AWS Big Data Blog

Encrypt Your Amazon Redshift Loads with Amazon S3 and AWS KMS

Russell Nash is a Solutions Architect with AWS

Have you been looking for a straightforward way to encrypt your Amazon Redshift data loads? Have you wondered how to safely manage the keys and where to perform the encryption?

In this post, I will walk through a solution that meets these requirements by showing you how to easily encrypt your data loads into Amazon Redshift from end to end, using the server-side encryption features of Amazon S3 coupled with the AWS Key Management Service (AWS KMS).

Tutorial: Encrypting your data loads end to end

Below is a high-level view of the process.

High-level view of the process

The major steps in this process are:

  1. You create a master key in AWS KMS.
  2. You load the data into S3.
  3. S3 retrieves the key from KMS and encrypts the data.
  4. You run the COPY command in Amazon Redshift to load the data from S3.

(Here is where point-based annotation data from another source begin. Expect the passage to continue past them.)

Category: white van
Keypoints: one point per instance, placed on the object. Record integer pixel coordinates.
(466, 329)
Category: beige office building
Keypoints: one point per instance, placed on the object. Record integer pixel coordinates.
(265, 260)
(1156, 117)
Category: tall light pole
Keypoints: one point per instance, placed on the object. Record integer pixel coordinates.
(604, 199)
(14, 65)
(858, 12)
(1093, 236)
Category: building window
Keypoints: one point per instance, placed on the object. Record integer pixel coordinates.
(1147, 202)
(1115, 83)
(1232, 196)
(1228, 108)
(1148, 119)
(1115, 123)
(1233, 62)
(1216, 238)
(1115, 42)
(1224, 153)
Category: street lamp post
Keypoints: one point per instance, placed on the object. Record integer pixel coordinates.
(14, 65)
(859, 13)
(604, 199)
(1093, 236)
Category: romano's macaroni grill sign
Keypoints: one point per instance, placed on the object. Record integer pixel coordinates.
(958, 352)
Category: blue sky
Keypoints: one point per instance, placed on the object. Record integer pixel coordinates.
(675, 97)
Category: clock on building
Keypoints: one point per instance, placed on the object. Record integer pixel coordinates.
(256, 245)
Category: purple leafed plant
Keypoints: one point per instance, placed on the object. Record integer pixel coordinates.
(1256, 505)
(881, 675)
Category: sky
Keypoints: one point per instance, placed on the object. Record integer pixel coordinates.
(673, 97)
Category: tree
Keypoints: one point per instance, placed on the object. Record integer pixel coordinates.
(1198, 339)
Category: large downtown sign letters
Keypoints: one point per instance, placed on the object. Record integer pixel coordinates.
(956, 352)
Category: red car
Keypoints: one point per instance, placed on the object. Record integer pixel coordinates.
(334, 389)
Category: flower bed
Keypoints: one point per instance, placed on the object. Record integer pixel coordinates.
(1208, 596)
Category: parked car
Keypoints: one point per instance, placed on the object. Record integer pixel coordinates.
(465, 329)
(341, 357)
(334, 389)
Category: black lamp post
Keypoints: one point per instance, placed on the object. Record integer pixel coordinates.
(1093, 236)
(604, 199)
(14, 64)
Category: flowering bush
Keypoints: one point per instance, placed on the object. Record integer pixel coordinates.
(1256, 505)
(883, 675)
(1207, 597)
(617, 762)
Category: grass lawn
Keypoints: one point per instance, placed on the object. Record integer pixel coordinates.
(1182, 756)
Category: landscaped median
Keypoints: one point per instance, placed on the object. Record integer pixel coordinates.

You’ll need the following AWS pieces in place:

  • An AWS Identity and Access Management (IAM) user with the PowerUserAccess policy attached. Note that in a production system you would be more granular in controlling access to master keys.
  • An S3 bucket.
  • The AWS Command Line Interface (AWS CLI) installed and configured.
  • A running Amazon Redshift cluster.
  • A data file for loading into Amazon Redshift.

 

Step 1: Create a master key in AWS KMS

Before we start using the AWS Key Management Service, let’s quickly discuss what it is. Encryption requires keys to allow you to perform the encrypt and decrypt operations on your data. How you manage these keys is important, because you need to be able to generate, store, rotate, and control access to them. AWS KMS is a key management service that allows you to do this in a secure and cost-effective way. KMS is integrated into many AWS services, including Amazon Redshift and IAM, which makes it very easy to use.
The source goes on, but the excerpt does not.